A resting or a non-signalling neuron has a potential difference across its membrane, which is the resting membrane potential. The resting potential is ascertained by the concentration level of ions across the membrane and by membrane resistance to ions.
A resting membrane potential or a non-signalling neuron can effectively function by ion pumps and ion leaks both. Now, let’s understand how:
Voltage-gated potassium ion channels are either open or closed.
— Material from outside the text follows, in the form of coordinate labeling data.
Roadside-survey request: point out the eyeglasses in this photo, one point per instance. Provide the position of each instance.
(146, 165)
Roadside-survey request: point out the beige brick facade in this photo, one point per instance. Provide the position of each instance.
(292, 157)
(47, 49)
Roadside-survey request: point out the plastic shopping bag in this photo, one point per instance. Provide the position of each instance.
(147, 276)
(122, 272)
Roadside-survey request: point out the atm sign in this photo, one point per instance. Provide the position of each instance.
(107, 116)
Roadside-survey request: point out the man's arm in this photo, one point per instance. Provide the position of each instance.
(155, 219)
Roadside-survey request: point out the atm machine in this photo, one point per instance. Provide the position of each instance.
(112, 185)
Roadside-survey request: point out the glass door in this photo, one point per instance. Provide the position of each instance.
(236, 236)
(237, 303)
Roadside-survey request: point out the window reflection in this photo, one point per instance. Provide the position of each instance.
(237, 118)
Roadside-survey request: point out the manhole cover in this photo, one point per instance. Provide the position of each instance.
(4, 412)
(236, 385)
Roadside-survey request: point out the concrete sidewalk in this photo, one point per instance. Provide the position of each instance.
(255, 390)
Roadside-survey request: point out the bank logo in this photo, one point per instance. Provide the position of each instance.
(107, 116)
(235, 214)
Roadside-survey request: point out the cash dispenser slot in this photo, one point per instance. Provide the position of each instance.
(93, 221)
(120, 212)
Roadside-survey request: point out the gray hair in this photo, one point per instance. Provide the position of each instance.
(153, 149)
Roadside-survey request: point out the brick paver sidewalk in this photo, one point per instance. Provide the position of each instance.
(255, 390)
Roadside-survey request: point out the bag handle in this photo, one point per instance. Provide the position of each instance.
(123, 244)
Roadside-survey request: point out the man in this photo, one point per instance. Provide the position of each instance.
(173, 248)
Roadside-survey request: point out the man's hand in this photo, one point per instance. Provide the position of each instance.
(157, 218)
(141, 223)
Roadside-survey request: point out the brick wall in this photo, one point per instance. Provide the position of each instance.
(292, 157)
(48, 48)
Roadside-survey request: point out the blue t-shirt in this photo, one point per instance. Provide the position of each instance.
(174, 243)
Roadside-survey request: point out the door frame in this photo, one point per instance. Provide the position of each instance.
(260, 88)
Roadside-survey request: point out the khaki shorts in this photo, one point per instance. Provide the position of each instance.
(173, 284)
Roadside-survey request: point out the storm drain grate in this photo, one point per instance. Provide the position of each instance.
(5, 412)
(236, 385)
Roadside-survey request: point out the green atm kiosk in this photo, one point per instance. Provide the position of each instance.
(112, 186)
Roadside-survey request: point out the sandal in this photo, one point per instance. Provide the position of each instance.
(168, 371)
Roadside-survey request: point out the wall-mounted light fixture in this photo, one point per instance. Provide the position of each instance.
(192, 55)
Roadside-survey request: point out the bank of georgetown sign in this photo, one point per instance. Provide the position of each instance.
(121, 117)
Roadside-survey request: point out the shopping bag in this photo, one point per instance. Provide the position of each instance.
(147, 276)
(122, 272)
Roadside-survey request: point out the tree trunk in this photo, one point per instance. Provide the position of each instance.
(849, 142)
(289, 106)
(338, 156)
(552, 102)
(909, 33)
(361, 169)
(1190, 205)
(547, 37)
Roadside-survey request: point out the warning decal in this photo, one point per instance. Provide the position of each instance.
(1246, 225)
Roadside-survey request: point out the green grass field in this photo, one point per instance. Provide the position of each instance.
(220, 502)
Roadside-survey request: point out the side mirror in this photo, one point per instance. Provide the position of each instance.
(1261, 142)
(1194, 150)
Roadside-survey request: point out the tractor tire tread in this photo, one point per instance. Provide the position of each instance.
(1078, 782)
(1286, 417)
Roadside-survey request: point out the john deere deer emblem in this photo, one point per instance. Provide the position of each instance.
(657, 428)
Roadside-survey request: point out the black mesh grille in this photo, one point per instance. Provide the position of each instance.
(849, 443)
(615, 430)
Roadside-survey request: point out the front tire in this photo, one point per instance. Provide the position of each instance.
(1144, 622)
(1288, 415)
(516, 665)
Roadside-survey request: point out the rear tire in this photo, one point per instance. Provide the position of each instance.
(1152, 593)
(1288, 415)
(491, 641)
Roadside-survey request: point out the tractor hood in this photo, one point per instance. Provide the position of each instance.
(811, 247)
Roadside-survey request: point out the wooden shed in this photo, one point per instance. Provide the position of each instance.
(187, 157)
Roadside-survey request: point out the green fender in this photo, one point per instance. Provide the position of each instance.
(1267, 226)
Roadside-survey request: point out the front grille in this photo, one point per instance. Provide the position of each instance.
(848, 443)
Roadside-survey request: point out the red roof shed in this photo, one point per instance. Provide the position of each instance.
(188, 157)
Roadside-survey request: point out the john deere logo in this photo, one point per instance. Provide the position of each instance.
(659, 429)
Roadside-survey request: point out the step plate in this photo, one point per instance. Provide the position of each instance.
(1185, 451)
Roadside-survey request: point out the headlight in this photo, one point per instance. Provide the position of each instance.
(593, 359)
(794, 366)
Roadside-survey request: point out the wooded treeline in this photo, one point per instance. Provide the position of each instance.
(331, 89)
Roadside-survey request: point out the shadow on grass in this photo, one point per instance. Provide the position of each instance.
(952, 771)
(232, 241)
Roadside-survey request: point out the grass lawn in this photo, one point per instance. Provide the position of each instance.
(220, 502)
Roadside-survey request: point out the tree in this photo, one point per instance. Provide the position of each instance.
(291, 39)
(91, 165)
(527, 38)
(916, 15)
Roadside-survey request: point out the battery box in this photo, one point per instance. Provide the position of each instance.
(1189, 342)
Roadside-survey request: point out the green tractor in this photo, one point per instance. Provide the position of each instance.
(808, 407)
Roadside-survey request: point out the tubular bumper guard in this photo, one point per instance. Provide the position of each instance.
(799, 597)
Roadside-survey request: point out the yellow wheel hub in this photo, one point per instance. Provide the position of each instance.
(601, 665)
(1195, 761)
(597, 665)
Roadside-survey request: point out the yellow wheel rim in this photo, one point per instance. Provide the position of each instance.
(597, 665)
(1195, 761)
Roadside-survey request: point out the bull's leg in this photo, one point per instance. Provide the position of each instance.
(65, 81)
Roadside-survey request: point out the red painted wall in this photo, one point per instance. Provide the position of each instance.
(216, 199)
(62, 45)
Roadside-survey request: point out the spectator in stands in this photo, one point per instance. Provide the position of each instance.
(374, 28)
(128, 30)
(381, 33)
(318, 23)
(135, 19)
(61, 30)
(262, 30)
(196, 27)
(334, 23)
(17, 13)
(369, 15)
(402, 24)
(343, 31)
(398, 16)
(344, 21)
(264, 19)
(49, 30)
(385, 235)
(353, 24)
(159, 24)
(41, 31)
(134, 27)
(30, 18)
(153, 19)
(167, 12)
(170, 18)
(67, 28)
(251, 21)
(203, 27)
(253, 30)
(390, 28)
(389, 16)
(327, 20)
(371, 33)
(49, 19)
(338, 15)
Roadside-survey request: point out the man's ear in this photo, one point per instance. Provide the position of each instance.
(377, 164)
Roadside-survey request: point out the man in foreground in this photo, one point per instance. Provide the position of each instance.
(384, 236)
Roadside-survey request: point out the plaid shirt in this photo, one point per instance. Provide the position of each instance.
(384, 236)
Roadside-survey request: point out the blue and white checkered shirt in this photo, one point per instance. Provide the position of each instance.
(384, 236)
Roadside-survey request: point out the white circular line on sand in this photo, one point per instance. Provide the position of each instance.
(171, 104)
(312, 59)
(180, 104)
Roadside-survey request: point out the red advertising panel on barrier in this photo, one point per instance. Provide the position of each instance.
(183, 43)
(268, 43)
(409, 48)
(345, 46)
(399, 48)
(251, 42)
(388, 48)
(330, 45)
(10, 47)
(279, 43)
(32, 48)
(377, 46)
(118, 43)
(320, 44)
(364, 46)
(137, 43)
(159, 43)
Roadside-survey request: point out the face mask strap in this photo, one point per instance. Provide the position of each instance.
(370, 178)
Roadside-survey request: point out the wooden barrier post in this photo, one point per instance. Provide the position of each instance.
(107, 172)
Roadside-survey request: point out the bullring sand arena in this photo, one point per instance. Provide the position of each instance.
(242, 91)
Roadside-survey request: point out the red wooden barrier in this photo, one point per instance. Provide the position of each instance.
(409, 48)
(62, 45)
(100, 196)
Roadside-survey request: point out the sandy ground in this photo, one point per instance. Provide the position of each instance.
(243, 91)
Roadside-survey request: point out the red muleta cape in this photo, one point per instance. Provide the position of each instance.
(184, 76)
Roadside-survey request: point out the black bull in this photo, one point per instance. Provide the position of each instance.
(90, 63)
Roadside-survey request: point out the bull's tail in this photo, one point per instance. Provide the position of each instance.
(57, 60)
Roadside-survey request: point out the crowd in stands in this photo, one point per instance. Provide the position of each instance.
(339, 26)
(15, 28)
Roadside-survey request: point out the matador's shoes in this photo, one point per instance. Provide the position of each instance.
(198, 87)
There are three following events during an action potential:
A triggering/inciting event occurs that polarizes the cell body.
A signal comes from other cells communicating with the neutron, and
Positively charged ions flow into the cell body.
2. State the characteristic of the resting potential.
During the transmission process of nerve impulses, a depolarization occurs when the inside of the nerve cell fibre becomes positively charged, and this process is called the action potential.
The alteration of polarization can be thought of as being caused by the shifting of positively charged sodium (Na+) ions from the outside to the inside of the cell, which results in the transmission of nerve impulses.
After depolarization, the cell membrane becomes absorbent to positively charged potassium ions, which diffuse towards the outside directly from the inside of the cell, where they normally occur in high concentrations. The cell then resumes the negatively charged condition, which is the characteristic of the resting potential.